Turns out I have a lot to learn.

When I happily made my “I would like to cancel my appointment” speech, the receptionist said in her perkiest voice, “And when would you like to reschedule?”

I replied blithely, “I’m really not planning to reschedule.”

She said, “Well, just so you know, we’ll have to follow up in a week or so and get you back on the schedule for this appointment.”

I said, “Just out of curiosity, what does this appointment consist of?”

She said, “Well, the doctor will want to do a breast exam.”

Excuse me?  I have two silicone implants and I need a breast exam? What?  Are they looking for lumps? Silicone lumps? Do they think I’m going to get silicone cancer?!?

(Did I already say I have a lot to learn?)

As it turns out, my oncologist will want to see me every six months for a couple years and then every year for a while after that.  Having a mastectomy doesn’t mean you can’t get breast cancer in your chest wall or in other spots surrounding the area where ones embattled breasts used to reside.

So even though I am cancer free, I am not done with oncology visits and breast exams.

Plus, every 2-3 years, I will have to have an MRI to make sure the implants are doing well. (And we all know how much I love breast MRI’s.)

On the bright side, I was able to schedule both the oncology visit and the plastic surgeon visit for next Monday so at least I won’t have to make a separate trip.

I have just a few more visits (although no more surgeries) to go with the plastic surgeon before he and I are (temporarily) done.  But with my luck, he will also no doubt want to see me on a regular basis until I turn 102. 

Bottom line?   Breast cancer is never really “over.”  I had originally thought that once a woman has a mastectomy and gets rid of all that troublesome tissue, the doctors would lose all interest. 

Not so much.  It appears that my car will continue to follow its familiar route to Greenville for a long time to come.

Thankfully, Greenville has a Chick-Fil-A.  And a couple great thrift stores.

Guess I can’t complain.


A few more pictures from Sunday night . . .

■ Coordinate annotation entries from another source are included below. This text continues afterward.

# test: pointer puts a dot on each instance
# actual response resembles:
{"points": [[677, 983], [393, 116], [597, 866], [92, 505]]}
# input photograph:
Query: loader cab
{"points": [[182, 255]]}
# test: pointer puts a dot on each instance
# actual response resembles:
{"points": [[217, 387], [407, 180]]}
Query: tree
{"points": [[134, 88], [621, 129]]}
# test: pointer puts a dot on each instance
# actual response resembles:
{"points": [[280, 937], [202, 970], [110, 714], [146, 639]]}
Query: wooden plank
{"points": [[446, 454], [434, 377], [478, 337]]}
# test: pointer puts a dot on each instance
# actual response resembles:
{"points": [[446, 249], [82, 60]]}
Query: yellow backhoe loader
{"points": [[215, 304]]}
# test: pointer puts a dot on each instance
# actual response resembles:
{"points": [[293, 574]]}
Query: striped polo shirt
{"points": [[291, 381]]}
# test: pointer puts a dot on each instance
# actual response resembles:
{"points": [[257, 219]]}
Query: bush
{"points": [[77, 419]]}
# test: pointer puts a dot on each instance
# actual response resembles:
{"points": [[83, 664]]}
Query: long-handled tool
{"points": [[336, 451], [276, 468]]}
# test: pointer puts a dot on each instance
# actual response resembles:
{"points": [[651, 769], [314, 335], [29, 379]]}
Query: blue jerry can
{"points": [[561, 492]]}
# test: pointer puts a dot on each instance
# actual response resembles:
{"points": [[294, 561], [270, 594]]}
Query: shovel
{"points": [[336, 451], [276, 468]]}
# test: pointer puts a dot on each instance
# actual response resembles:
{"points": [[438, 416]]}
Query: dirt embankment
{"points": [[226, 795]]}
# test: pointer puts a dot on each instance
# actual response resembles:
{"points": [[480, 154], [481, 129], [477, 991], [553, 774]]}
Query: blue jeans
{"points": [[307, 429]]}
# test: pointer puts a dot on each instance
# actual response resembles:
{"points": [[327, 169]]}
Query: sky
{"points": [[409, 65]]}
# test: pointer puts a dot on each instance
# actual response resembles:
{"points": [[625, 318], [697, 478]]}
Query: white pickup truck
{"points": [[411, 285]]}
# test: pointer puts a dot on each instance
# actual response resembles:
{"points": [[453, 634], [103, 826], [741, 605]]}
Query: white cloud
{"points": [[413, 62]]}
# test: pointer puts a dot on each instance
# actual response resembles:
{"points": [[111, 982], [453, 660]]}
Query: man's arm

4 Had Something To Say (Just click here!):

lesley said...

It's probably a good thing that in the very beginning you did not know the total actual amount of surgeries and followups and MRIs that this breast cancer treatment and reconstruction would entail, because I think that would have seemed much too much overwhelming. Sometimes it's best to see just the picture right in front of you. It makes it easier to digest and handle. One bite at a time:) Even if it does seem like you will be chewing for the rest of your life -ha!

Anonymous said...

I agree with Lesley. That "lamp unto your feet" thing seems to work well here; just enough light for the step that you're on. I'm very thankful that you're receiving such great care....

Jenna said...

I've had a hard couple of days, but somehow reading your blog always cheers me up a bit!

Yesterday, I had a difficult dr's appointment and so needed a moment to try to recombobulate myself (I learnt this word from you!). Sitting in my car in the hospital parkade I thought "hey maybe there's a new Smithellaneous post". So I pulled out my iPhone and found your blog and just reading your it calmed me a bit and helped me feel a bot more "normal" before I headed back on my way home.

So- thanks for creating this blog with your unique perspective on life ans your uplifting words!


Anonymous said...

I hadn't really thought about it like that--the cancer never really being over. Sobering.

Yet I so admire your attitude in the midst of it all. You are a brave and great lady whom I will continue to try to emulate, as I have done my whole life!

Hope Steve puts his teeth back in the jar before we get there!